Depuis plus de trente minutes déjà, les deux camarades astiquaient l'argenterie de la salle sans l'échange du moindre mot. Tous deux s'ignoraient royalement.
- Tu n'as pas fait ces plaques Potter ? dit Malefoy, rompant le silence conflictuel.
- Non, j'ai pensé que ça te ferait plaisir de le faire, répliqua Dorea d'un ton perfide.
Drago se retourna vers les deux attributs et vit les noms de ses deux pires ennemis à Poudlard.

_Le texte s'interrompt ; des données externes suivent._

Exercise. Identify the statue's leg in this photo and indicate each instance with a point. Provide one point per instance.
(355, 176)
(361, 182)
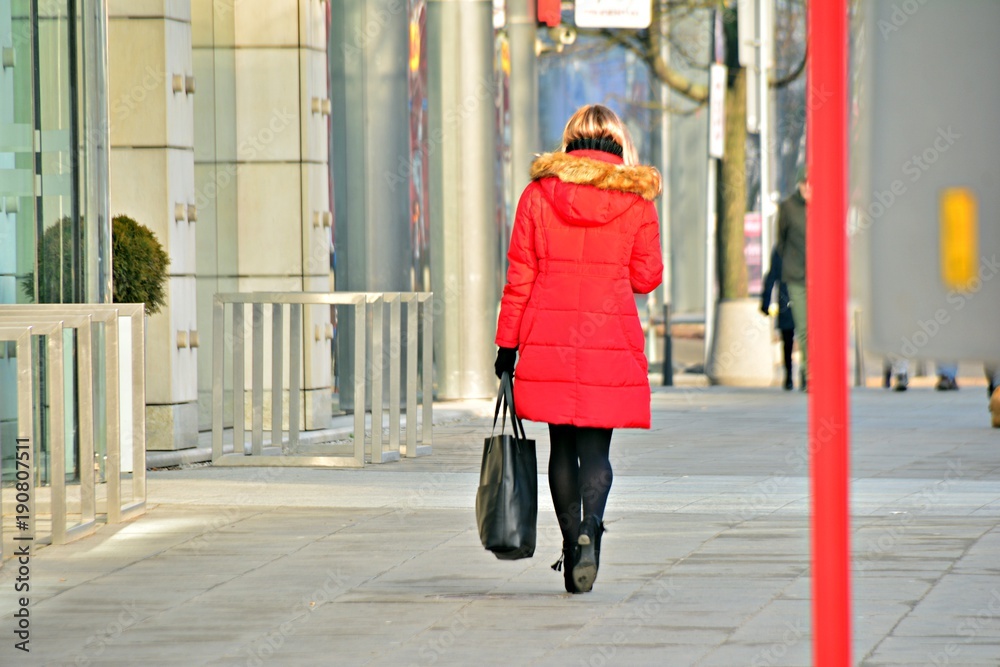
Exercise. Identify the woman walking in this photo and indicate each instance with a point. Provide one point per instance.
(585, 239)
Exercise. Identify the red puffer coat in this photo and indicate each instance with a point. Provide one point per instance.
(586, 237)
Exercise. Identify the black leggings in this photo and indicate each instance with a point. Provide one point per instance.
(579, 475)
(787, 338)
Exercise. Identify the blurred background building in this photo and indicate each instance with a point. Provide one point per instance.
(315, 145)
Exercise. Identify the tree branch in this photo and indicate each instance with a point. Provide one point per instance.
(793, 75)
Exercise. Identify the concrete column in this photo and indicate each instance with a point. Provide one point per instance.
(261, 164)
(370, 156)
(151, 90)
(525, 139)
(463, 195)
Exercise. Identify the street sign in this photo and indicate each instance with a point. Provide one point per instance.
(633, 14)
(717, 111)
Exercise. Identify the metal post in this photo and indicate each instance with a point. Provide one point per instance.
(666, 289)
(411, 376)
(294, 368)
(525, 138)
(277, 356)
(25, 429)
(359, 380)
(464, 239)
(860, 376)
(239, 381)
(57, 434)
(427, 377)
(218, 374)
(395, 361)
(711, 232)
(668, 351)
(138, 409)
(85, 373)
(113, 405)
(764, 61)
(378, 331)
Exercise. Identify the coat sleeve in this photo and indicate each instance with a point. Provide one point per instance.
(521, 271)
(645, 268)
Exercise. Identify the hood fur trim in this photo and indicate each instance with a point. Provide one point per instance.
(636, 179)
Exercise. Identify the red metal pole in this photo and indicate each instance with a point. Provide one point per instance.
(826, 301)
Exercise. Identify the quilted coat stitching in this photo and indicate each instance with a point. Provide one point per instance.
(574, 366)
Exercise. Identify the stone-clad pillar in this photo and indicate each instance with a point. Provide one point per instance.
(262, 170)
(463, 213)
(369, 53)
(151, 119)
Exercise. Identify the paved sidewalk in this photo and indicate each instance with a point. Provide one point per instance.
(706, 562)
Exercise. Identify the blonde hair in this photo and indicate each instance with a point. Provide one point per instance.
(596, 121)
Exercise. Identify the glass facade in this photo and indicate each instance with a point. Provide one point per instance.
(55, 244)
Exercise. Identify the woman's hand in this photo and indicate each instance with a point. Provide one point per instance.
(506, 357)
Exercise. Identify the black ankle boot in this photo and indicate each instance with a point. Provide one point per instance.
(589, 553)
(565, 563)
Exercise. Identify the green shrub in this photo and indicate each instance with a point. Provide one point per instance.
(139, 264)
(55, 256)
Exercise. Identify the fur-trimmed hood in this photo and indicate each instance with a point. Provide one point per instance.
(614, 187)
(570, 168)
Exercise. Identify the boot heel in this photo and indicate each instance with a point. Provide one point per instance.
(585, 567)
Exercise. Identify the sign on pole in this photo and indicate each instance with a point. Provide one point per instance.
(633, 14)
(717, 111)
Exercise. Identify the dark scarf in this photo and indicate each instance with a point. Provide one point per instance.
(605, 144)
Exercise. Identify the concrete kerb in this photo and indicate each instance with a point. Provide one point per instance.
(343, 428)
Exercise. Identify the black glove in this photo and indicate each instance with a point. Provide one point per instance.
(506, 356)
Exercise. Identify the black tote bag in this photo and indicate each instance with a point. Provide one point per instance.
(507, 499)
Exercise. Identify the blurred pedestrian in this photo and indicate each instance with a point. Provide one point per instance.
(785, 321)
(993, 378)
(899, 368)
(585, 238)
(947, 372)
(792, 248)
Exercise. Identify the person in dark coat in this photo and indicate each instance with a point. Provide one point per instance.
(792, 248)
(586, 238)
(786, 322)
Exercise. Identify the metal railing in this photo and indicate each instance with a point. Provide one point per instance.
(19, 324)
(360, 302)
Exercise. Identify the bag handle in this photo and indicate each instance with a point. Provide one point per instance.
(505, 398)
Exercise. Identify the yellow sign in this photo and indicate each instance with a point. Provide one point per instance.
(959, 238)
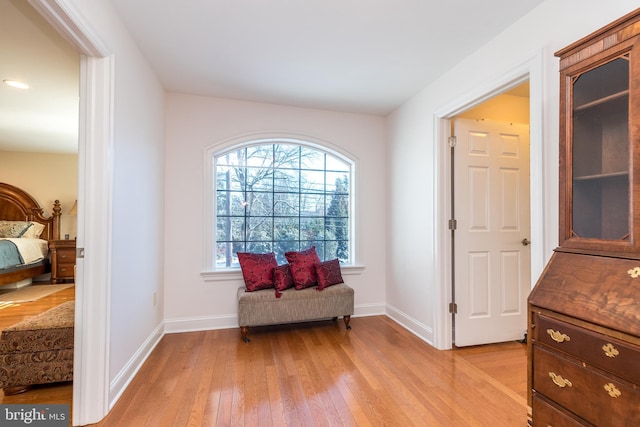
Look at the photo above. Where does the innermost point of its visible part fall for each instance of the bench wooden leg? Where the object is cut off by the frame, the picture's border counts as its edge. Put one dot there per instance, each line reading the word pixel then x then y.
pixel 347 319
pixel 244 330
pixel 10 391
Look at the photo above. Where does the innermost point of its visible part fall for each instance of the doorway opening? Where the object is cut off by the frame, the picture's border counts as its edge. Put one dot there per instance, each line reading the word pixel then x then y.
pixel 486 99
pixel 490 207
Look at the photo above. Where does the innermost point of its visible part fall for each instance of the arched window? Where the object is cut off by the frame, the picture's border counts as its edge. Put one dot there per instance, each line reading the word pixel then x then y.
pixel 278 196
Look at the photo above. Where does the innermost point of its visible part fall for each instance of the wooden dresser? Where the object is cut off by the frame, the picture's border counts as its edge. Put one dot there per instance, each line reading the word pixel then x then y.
pixel 584 312
pixel 63 260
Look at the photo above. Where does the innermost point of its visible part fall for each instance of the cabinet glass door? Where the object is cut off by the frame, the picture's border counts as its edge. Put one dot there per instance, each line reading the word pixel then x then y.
pixel 600 152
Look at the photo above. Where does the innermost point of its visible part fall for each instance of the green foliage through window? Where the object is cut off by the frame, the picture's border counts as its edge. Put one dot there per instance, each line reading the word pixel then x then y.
pixel 281 197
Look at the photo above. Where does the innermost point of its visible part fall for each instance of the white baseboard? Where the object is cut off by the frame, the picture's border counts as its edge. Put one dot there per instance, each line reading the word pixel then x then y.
pixel 126 375
pixel 417 328
pixel 206 323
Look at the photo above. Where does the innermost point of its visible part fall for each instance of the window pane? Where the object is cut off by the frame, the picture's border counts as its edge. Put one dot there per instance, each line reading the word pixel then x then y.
pixel 312 229
pixel 230 203
pixel 311 158
pixel 259 179
pixel 337 165
pixel 338 206
pixel 225 256
pixel 287 180
pixel 312 204
pixel 286 228
pixel 337 182
pixel 312 181
pixel 229 179
pixel 259 204
pixel 286 156
pixel 285 204
pixel 260 229
pixel 260 156
pixel 260 247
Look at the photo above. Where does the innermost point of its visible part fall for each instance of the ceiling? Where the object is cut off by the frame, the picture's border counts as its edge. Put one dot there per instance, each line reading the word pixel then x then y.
pixel 43 118
pixel 361 56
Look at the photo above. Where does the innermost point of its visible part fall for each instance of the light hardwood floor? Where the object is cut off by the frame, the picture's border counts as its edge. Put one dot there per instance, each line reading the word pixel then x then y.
pixel 317 374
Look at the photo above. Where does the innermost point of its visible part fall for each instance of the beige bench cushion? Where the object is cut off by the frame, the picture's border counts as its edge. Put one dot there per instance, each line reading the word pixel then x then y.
pixel 263 308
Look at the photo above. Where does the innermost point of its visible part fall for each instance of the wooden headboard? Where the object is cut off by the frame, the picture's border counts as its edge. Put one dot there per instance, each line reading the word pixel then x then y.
pixel 18 205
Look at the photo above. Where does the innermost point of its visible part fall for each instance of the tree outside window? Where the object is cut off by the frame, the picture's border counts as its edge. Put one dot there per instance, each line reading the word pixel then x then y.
pixel 281 197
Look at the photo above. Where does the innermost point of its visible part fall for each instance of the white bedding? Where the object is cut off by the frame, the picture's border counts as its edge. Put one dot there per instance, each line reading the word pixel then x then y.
pixel 31 250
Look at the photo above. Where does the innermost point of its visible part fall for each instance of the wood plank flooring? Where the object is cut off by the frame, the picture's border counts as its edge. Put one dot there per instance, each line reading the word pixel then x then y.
pixel 318 374
pixel 313 374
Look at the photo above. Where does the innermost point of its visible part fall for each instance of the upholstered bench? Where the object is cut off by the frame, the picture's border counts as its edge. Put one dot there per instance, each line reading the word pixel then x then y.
pixel 38 350
pixel 260 308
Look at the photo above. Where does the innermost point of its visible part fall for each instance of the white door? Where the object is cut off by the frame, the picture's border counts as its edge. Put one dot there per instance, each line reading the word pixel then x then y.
pixel 492 263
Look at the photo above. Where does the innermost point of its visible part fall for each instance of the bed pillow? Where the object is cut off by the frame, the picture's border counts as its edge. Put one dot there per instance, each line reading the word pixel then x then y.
pixel 257 270
pixel 13 229
pixel 303 267
pixel 34 231
pixel 328 273
pixel 282 279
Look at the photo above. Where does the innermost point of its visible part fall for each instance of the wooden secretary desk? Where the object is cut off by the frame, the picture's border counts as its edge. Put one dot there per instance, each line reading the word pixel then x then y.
pixel 584 311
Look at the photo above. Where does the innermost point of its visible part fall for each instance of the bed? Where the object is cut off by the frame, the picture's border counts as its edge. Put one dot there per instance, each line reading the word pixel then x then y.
pixel 16 205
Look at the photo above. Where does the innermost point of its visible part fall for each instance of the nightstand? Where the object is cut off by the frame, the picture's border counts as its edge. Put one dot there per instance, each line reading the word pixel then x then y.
pixel 63 260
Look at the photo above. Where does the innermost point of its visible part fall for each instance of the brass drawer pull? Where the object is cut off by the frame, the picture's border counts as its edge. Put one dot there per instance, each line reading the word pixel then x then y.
pixel 559 381
pixel 610 350
pixel 558 336
pixel 634 272
pixel 612 390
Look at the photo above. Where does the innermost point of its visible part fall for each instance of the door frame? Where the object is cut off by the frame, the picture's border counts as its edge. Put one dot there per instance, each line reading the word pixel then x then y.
pixel 91 383
pixel 530 70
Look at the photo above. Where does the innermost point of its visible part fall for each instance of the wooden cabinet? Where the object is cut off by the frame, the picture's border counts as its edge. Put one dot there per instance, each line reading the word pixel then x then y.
pixel 584 311
pixel 63 260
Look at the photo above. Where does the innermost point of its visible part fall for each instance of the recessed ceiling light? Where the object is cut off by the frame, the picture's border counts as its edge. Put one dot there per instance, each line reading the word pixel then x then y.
pixel 16 84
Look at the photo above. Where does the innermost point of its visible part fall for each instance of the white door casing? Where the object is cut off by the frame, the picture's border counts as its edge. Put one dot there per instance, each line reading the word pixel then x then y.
pixel 491 197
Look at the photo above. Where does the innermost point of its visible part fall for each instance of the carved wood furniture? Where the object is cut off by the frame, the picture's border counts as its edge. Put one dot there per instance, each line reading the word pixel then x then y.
pixel 18 205
pixel 584 312
pixel 63 260
pixel 38 350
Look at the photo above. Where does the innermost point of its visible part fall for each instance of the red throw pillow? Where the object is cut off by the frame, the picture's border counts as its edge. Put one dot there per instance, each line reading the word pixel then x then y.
pixel 328 273
pixel 303 267
pixel 257 270
pixel 282 279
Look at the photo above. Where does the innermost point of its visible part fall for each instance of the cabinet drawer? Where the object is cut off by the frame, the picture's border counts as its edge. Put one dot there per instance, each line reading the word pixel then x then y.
pixel 66 255
pixel 547 414
pixel 65 270
pixel 591 394
pixel 612 355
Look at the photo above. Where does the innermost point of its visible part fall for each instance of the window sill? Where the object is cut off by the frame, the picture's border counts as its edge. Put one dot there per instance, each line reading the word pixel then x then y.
pixel 236 273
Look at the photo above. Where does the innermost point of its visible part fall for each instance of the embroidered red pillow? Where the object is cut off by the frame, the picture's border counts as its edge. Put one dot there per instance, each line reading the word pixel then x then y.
pixel 328 273
pixel 303 267
pixel 282 279
pixel 257 270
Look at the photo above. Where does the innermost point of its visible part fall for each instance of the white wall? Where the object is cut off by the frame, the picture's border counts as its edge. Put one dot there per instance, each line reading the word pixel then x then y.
pixel 195 123
pixel 137 165
pixel 415 269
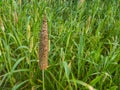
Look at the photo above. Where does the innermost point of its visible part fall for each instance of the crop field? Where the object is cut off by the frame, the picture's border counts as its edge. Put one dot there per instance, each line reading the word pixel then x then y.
pixel 83 41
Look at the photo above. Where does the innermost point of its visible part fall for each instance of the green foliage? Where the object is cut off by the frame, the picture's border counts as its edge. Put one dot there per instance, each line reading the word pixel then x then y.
pixel 84 44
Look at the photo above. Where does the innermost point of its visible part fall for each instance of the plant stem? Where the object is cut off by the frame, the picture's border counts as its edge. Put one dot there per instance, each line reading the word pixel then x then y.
pixel 43 79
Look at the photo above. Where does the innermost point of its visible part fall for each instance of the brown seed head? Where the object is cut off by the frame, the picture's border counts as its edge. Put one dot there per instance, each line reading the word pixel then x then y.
pixel 43 46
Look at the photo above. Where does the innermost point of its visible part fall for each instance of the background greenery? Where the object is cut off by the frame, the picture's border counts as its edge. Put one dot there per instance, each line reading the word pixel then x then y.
pixel 84 38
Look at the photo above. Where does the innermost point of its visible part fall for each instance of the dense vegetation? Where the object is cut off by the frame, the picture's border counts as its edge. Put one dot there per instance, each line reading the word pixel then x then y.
pixel 84 41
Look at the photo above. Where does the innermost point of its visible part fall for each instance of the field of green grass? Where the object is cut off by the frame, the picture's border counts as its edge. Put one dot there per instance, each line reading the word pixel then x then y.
pixel 84 41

« Harry Potter, pour service rendu à l'école »
« Ronald Wealsey, pour service rendu à l'école »
Le jeune homme, même pour lui, trouvait ça vicieux venant de la jeune fille. Il se retourna vivement vers elle, le visage déformé par la colère.
- Espèce de …
- Attention Malefoy, tu ne voudrais pas écoper d'une autre retenue cette semaine. Ce n'est pas digne d'un préfet, se moqua Dorea.
- Tu ne perds rien pour attendre Potter, je me vengerai !
Puis le silence revint entre les deux élèves.
Dorea se délecta intérieurement : Potter 1 – 0 Malefoy. Elle se promit de raconter cette anecdote à Harry et Ron.
Elle se dirigea vers une étagère où un grand insigne en argent régnait au cœur d'une multitude de médaillons, disposés sur du velours rouge. Elle vit le nom de Potter gravé, ce qui l'intrigua. Plus elle s'approchait, plus elle discernait le nom de son père : James Potter.
- Papa, murmura la jeune fille.
Drago dévia son attention vers sa camarade et la vit, dos à lui, les épaules voutées, la tête baissée et la mine penaude effleurer du doigt un emblème argenté. Drago s'approcha doucement et distingua l'inscription de James Potter.
Drago observa un long moment la jeune fille, fragile et sans défense. Elle était radicalement différente de l'adolescente forte et insoumise. Ce qui au fond de lui, le stimulait au plus haut point. C'était comme un nouveau souffle.
Cependant un sentiment nouveau le submergea comme un raz de marée. De la tristesse ? De la compassion ? Il ne sut dire et préféra ne pas porter plus d'attention à ses émotions.